When you read SAS data sets in your environment, you might see this message:
NOTE: Data file xxxxx.xxxxx.DATA is in a format that is native to another host, or the file encoding does not match the session encoding. Cross Environment Data Access will be used, which might require additional CPU resources and might reduce performance.
This message specifies that the Cross-Environment Data Access (CEDA) engine is being used to access physical data using a platform other than the one used to create the data. Because of the different data representation in the platform (for example, numeric data size, byte alignment, endianness, etc.), CEDA is used to convert the data to the native data.
In addition to the above message, you might see the following message in SAS9 and Viya 3.5
WARNING: Some character data was lost during transcoding in the dataset xxxxx.xxxxx. Either the data contains characters that are not representable in the new encoding or truncation occurred during transcoding.
This message is displayed when CEDA detects a transcoding error due to the difference of the encoding of the data set.
This message specifies that SAS might not properly process the character data.

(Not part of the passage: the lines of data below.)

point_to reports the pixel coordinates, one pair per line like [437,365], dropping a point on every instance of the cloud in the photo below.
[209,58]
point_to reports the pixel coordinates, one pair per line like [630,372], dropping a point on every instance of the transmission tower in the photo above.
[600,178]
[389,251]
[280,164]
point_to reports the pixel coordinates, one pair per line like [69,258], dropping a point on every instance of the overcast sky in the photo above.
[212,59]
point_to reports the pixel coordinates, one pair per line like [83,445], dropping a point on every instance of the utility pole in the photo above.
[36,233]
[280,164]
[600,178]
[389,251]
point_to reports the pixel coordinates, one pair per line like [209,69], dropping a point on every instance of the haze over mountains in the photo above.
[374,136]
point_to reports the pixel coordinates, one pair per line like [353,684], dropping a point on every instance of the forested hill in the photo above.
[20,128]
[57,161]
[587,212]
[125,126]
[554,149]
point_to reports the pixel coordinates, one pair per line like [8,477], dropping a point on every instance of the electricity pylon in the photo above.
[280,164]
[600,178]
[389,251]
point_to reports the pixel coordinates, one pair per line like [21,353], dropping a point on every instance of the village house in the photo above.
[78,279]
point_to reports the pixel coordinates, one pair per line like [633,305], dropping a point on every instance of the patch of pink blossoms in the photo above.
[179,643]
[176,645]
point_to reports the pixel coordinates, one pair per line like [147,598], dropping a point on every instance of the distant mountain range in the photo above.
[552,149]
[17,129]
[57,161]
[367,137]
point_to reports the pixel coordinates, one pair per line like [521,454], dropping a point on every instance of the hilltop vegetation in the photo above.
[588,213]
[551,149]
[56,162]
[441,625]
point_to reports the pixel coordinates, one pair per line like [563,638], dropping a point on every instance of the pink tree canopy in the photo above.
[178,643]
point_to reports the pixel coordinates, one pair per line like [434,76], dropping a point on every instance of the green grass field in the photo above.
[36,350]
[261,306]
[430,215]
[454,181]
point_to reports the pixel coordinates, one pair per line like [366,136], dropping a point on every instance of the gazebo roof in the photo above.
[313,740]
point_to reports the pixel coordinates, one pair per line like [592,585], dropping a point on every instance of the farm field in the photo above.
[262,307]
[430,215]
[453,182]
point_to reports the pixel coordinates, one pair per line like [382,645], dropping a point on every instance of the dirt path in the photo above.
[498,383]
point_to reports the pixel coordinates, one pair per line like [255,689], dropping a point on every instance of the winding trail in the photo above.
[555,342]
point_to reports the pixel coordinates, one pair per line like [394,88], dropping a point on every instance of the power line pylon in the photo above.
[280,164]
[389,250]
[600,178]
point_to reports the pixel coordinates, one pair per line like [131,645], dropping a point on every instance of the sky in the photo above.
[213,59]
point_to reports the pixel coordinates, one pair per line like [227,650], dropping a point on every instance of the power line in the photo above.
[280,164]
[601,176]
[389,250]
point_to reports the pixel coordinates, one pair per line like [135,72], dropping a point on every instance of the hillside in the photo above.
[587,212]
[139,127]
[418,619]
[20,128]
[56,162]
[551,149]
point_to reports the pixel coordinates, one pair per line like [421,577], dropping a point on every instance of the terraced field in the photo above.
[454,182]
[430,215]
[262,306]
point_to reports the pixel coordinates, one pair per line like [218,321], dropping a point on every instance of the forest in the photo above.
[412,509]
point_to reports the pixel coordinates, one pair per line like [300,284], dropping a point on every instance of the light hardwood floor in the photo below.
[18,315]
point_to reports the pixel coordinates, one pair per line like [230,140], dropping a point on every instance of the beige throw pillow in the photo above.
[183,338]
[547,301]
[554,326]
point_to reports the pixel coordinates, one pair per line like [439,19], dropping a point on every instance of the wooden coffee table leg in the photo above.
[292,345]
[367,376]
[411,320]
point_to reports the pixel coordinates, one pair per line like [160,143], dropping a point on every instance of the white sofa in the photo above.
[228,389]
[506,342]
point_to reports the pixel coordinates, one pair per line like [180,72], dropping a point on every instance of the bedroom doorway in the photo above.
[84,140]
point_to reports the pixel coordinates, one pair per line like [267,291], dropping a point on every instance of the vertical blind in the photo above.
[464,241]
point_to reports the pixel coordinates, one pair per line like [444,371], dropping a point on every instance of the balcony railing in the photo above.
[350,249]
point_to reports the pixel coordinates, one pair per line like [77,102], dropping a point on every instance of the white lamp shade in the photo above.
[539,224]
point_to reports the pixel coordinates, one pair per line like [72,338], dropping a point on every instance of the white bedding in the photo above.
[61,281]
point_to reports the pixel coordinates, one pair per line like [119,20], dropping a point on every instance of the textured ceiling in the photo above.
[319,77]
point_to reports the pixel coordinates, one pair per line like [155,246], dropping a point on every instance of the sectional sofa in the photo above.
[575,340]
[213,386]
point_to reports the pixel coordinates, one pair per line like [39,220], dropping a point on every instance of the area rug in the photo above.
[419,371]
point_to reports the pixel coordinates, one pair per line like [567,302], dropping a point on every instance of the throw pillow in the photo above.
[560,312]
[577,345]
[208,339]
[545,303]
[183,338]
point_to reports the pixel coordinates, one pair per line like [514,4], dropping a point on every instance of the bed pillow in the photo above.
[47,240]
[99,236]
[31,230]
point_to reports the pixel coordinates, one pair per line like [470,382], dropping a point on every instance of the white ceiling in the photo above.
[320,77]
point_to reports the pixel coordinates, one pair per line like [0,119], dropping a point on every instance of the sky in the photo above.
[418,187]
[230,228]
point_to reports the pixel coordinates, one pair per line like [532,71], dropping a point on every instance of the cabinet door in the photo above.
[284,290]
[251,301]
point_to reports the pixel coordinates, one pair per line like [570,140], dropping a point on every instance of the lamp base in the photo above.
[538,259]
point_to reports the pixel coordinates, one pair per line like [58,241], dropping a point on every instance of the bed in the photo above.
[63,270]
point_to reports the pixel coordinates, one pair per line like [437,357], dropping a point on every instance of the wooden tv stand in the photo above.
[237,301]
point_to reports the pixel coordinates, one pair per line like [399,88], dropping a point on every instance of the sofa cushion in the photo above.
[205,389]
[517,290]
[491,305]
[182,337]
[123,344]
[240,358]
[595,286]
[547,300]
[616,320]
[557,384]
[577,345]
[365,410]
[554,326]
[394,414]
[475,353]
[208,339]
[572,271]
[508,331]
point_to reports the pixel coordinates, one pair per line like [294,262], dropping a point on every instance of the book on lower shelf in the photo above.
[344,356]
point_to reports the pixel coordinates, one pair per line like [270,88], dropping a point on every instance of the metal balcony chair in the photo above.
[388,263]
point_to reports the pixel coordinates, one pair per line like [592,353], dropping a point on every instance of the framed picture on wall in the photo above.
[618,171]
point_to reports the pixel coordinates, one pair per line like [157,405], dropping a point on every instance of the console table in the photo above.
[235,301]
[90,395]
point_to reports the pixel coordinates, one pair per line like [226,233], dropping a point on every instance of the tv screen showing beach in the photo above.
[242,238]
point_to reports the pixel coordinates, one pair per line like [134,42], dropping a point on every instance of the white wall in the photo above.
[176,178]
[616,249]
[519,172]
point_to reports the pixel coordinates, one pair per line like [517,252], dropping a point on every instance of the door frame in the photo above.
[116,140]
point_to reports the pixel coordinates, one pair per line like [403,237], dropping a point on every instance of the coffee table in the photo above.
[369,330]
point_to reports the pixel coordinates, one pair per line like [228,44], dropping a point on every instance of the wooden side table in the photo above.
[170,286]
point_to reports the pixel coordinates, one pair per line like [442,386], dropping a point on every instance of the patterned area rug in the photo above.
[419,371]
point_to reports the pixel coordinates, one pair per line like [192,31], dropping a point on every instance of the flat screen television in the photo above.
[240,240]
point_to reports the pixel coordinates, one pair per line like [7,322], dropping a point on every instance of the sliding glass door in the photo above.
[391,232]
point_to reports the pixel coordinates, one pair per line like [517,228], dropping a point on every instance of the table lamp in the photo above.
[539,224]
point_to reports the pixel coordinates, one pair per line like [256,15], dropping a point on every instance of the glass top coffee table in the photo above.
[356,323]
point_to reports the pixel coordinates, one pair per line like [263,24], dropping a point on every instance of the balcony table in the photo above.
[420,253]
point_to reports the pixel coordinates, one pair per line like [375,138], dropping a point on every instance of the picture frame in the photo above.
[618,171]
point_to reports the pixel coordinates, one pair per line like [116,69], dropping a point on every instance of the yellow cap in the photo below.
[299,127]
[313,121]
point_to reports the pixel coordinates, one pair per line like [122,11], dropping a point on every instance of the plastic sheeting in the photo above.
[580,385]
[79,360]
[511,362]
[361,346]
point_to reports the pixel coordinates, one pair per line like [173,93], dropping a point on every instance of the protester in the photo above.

Unfortunately, the message does not clearly identify the type of transcoding problem. If you need to migrate to a new environment where the SAS-session encoding is different or if you need to process the data properly.
Starting in Viya 4, you will see the following CEDA transcoding error and warning messages.
1. This message is a result from a truncation error which means that your variable length is not long enough to store the data which expanded because of the transcoding.
WARNING: Some character data in the data set "XXXXXXX" was lost during transcoding. Truncation occurred during transcoding to the new encoding. To avoid the transcoding error, please refer to "Troubleshooting Truncation and Data loss Issue during Transcoding" in SAS National Language Support (NLS): reference guide.
When the following code is submitted,
/* your SAS session encoding is Shift-JIS */ data mytable (encoding=UTF8); LENGTH a $2.; a = '我'; run;
The character '我' takes 2 bytes in Shift-JIS encoding, but it is 3 bytes in UTF-8 encoding. The variable length 2 is not long enough for UTF-8 character.
2. This message is a result of detecting unsupported characters in one encoding to another.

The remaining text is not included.